L’ex-ministre est revenue sur ses propos polémiques du mois de mars et sur son action au gouvernement, mais ses explications l’obligent à se contredire elle-même.

Par  et

Publié le 28 mai 2020 à 17h42, modifié le 28 mai 2020 à 18h25

Temps de Lecture 5 min.

Agnès Buzyn, candidate à la Mairie de Paris, sur France Inter, le 28 mai.

Agnès Buzyn repart en campagne. L’ancienne ministre de la santé, devenue candidate de La République en marche (LRM) à la Mairie de Paris, sera bien présente lors du second tour des élections municipales, le 28 juin. Ce retour politique a conduit Agnès Buzyn à sortir de son silence médiatique. Elle a accordé un long entretien au Figaro, mercredi 27 mai, puis à France Inter le lendemain.

La candidate LRM revient sur ses déclarations au Monde qui avaient suscité une grande controverse, jusque dans ses propres rangs. Dans nos colonnes, Agnès Buzyn avait exprimé ses regrets sur ces élections municipales organisées en pleine crise sanitaire. Elle qualifiait le maintien du premier tour de « mascarade ».

Elle défend enfin sa gestion des débuts de l’épidémie, alors qu’elle était encore ministre. Mais la candidate à la Mairie de Paris s’arrange un peu avec la réalité pour défendre ses actions.

  • La mémoire sélective d’Agnès Buzyn sur les avertissements des experts

Ce qu’elle a dit

Interrogée par Le Figaro sur son choix paradoxal de se présenter aux municipales alors qu’elle a assuré, après le premier tour au Monde, pressentir que la catastrophe sanitaire arrivait, Agnès Buzyn incrimine le manque d’écho qu’auraient eu ses intuitions parmi les experts :

« On me reproche d’avoir eu les intuitions qui étaient les bonnes, de l’avoir dit peut-être trop tôt. Une semaine avant l’élection, les experts disaient encore que c’était une grippette et que les politiques en faisaient trop. Mon intuition n’était pas du tout partagée par les scientifiques, en France ou à l’international. »

Même son de cloche sur France Inter, où elle justifie son changement de casquette, le 16 février, en pleine pandémie, par l’impression que ses intuitions alarmistes ne sont pas partagées :

« Jusqu’à une semaine des élections, tous les experts qu’on entend sur les plateaux disaient encore que ça allait être une grippette.
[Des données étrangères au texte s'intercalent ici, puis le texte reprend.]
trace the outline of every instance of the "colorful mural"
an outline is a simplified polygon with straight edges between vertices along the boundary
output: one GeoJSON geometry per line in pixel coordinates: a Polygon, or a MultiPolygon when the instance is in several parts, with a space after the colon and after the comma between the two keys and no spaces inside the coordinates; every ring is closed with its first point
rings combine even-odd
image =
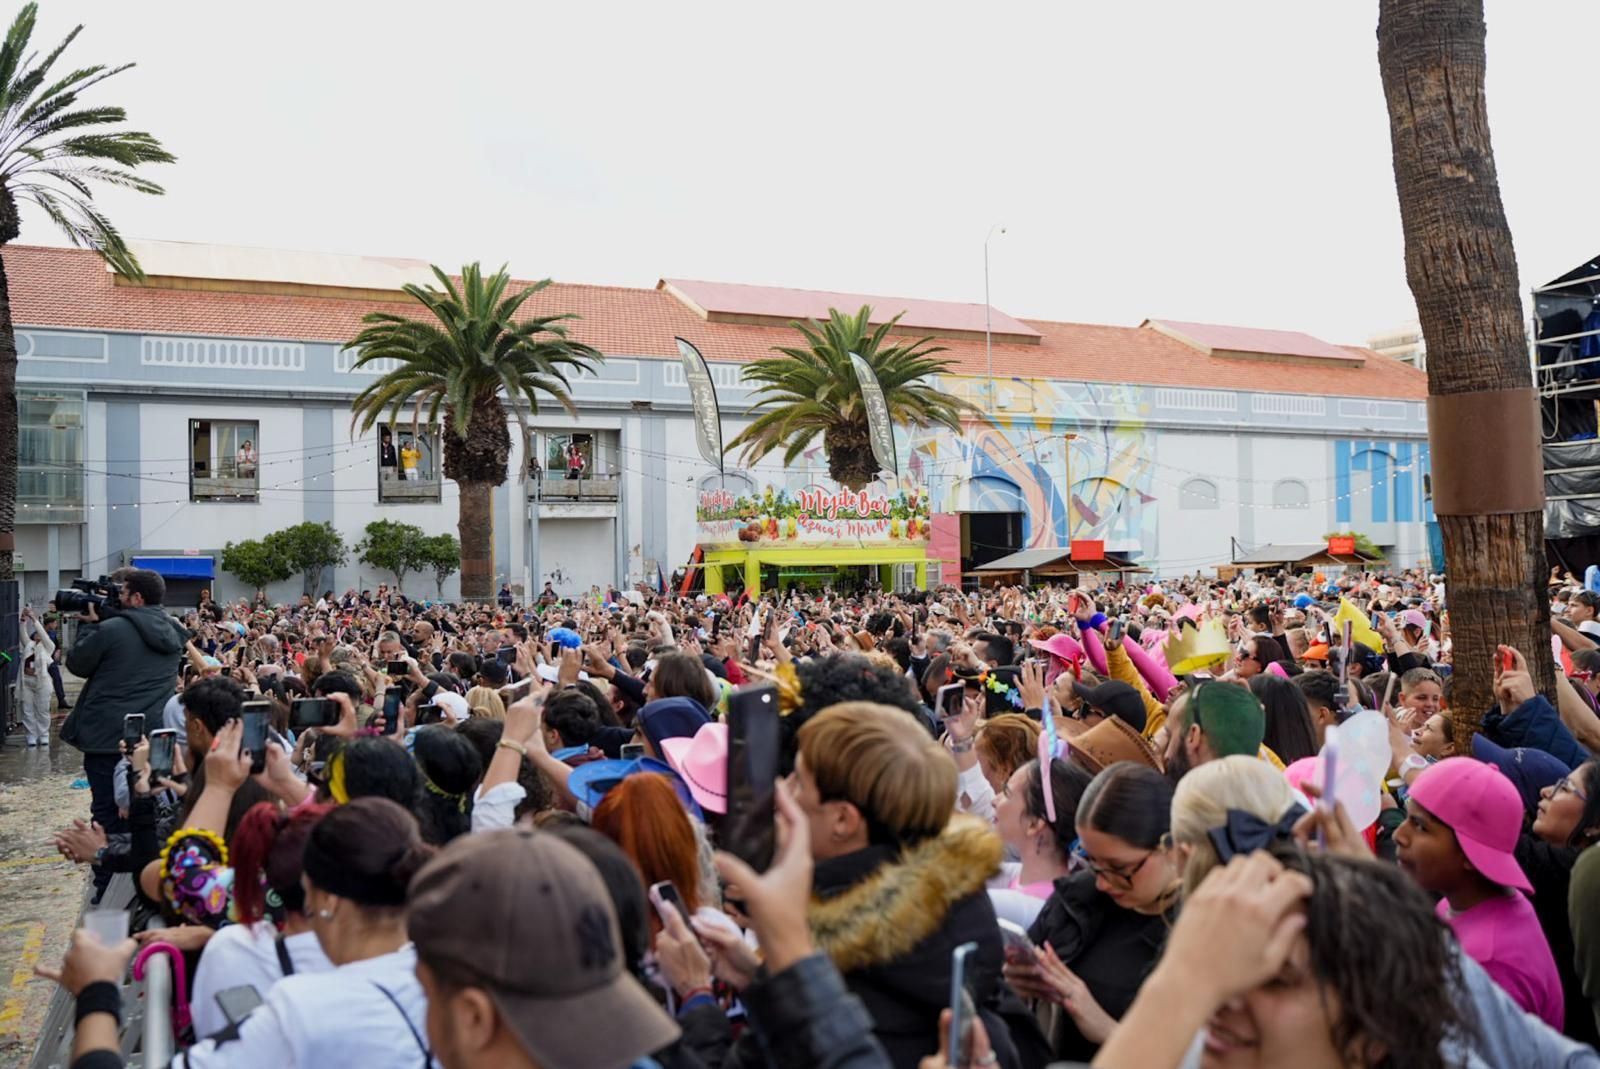
{"type": "MultiPolygon", "coordinates": [[[[941,380],[952,394],[989,407],[986,380],[941,380]]],[[[901,432],[907,470],[925,482],[937,512],[1020,512],[1024,548],[1065,545],[1067,513],[1061,487],[1071,443],[1071,538],[1100,539],[1112,552],[1153,555],[1158,510],[1155,432],[1138,391],[1121,385],[1005,379],[995,384],[995,409],[965,438],[945,430],[901,432]],[[1092,391],[1092,392],[1091,392],[1092,391]],[[1110,408],[1116,422],[1092,424],[1090,401],[1110,408]]]]}
{"type": "Polygon", "coordinates": [[[715,548],[922,545],[929,499],[927,488],[910,479],[876,482],[859,492],[816,484],[792,491],[769,484],[749,495],[702,488],[695,520],[700,543],[715,548]]]}
{"type": "Polygon", "coordinates": [[[1432,522],[1424,493],[1431,458],[1426,442],[1338,438],[1333,443],[1334,494],[1340,524],[1432,522]]]}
Je rappelle que l’OMS [Organisation mondiale de la santé] a annoncé la pandémie mondiale le 11 mars, quatre jours avant les élections (…). Je n’ai pas entendu beaucoup de scientifiques ou de médecins jusqu’au mois de mars, un mois après que je sois partie, dire que ça allait être grave. »

POURQUOI C’EST INEXACT

Il est vrai que le débat public en France pouvait, jusqu’à la fin de l’hiver, paraître rassurant. Début février, le professeur Didier Raoult expliquait ainsi à BFM-TV qu’il n’y avait « pas de raison d’avoir peur » de ce virus, qu’il qualifiait de « pas si méchant ». Jusqu’au 10 mars, l’idée que le Covid-19 n’était qu’un « gros rhume monté en épingle » était par ailleurs très présente sur les réseaux sociaux.

Néanmoins, les grandes institutions scientifiques mondiales et les autorités sanitaires internationales tenaient un discours bien plus alarmant depuis le début de l’année, qu’Agnès Buzyn ne pouvait ignorer.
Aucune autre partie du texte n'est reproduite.